The poetry of design

Architect Tony Koia let this house take its own form — from the immediate landscape, the views, and the mountains and lake in the distance.

There’s nothing standard when it comes to Tony’s designs, although there is poetry, beauty, and an innate synergy between built and natural environment.

It’s an intentional process, in which the architect turns away from any preconceived idea or regional vernacular, and even sometimes the client brief.

“If you’re not pushing yourself outside of your comfort zone, you’re not growing,” Tony says, both of his design methodology and the way that he works with clients.

“In this case, the clients initially wanted a traditional gabled pavilion,” he explains. What resulted was anything but, and that’s because Tony’s architecture is explorative. “The site tells you what it wants to be; I’m really just the conduit to that.”

This site is located on what is arguably one of the best-known roads in the area, just outside Queenstown. Lined with poplars, it is particularly picturesque in autumn when the landscape turns into a vibrant tapestry of colour. There are views out to Coronet Peak, to the Crown Range, and back towards Lake Hayes. There are mature trees, and layered vistas in every direction.

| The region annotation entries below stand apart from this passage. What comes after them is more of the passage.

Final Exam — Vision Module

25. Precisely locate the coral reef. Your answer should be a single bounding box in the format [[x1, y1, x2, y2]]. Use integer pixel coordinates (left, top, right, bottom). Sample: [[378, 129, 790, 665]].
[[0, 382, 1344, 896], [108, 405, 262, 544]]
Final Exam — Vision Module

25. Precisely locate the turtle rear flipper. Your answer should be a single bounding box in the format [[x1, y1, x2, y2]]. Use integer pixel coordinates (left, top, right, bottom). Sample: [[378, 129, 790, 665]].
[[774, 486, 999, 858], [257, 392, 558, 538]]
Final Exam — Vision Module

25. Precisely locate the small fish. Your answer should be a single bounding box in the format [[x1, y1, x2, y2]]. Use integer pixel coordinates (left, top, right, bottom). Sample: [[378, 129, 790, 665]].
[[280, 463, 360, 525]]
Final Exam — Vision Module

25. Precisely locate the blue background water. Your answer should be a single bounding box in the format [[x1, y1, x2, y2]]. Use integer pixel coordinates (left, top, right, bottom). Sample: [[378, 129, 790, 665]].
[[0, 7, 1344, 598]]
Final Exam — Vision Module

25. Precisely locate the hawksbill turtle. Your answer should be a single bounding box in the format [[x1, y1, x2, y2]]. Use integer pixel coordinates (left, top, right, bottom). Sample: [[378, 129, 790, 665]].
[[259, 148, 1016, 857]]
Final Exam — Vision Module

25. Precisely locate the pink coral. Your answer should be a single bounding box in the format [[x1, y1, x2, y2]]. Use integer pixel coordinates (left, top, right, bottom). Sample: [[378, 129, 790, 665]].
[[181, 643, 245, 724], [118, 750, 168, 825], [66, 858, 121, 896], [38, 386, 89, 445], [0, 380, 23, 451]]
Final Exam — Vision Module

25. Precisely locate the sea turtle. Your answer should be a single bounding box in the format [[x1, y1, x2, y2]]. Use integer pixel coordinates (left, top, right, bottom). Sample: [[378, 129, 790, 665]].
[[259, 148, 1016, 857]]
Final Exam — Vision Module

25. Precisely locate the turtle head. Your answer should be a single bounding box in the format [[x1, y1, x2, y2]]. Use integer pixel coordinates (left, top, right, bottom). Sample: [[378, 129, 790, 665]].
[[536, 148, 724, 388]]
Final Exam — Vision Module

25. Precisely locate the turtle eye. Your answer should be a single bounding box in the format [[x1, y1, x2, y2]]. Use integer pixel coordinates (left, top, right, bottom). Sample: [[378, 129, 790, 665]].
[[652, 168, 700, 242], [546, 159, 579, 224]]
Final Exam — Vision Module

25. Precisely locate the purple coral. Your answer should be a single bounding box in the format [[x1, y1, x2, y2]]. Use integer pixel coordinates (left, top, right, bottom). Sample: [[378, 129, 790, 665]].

To take advantage of that, the house is laid out over two levels, turning its back to the lake and the wind; at its centre it meets and extends out in different directions. The top storey creates a bridging form that connects house with garage; at ground level, there is an opening between the two — accentuating the sense of solidity of the southern elevation and the void between its parts.

The site can be accessed from two directions, with the void creating vehicle access from either side of the property.

“It has an American feel to it with the ‘drive through’ element,” Tony says.

The roofline steps down from the centre in both directions; below, the kitchen/dining and garage form single-storey elements on either side. This meeting of roof forms at different elevations creates a sense of flowing, organic scale with a sharp angularity, much like the jagged peaks of the mountains around it.

The kitchen and dining area is pushed out of the main form, creating a glazed box that has a sense of extending into the garden and a stand of trees adjacent to it. Clad in zinc and thermally modified timber, the substantial form sits lightly in the landscape — a fitting nod to the surrounding rolling terraces.

Inside, the design offers layer upon layer of exploration.

“Once we have building consent, for us the design starts again so it doesn’t lose energy. I see it as a design within a design, and I think that creates something really enriching,” Tony explains.

That’s definitely evident here. A playful double-height void is home to a visual and tactile feature: a floating timber stair surrounded by a balustrade of stainless-steel rods suspended from the hipped ceiling — waterfall like in its delicate flowing form.

The kitchen island, created from a single in situ concrete pour, belies its size with an angular top that overhangs its base and takes on a form similar to that of the house itself.

“I often look for a motif, and the way the house bends around the northern courtyard became the motif here; it’s angular and not orthogonal,” Tony says.

“What I’ve realised over the last seven years is that there’s nothing functional about an orthogonal house. So, if form follows function, and if form follows poetry, then what is the natural expression of a house? And how do you let a house take on its own form?”

Where the house turns its back to the wind, it stretches out in two directions across multiple planes, forming a sheltered northern courtyard. “It evolved from the site for the clients, and what evolved took the clients down a pathway they were initially uncomfortable with but now really enjoy,” the architect explains.

“I think the biggest successes of this project are the way the clients use the house, moving through it with the sunrises and sunsets. There’s a real interplay between the house and landscape, and the long and close views — that’s the real power in this space: not the architecture itself, but how it exists and responds.”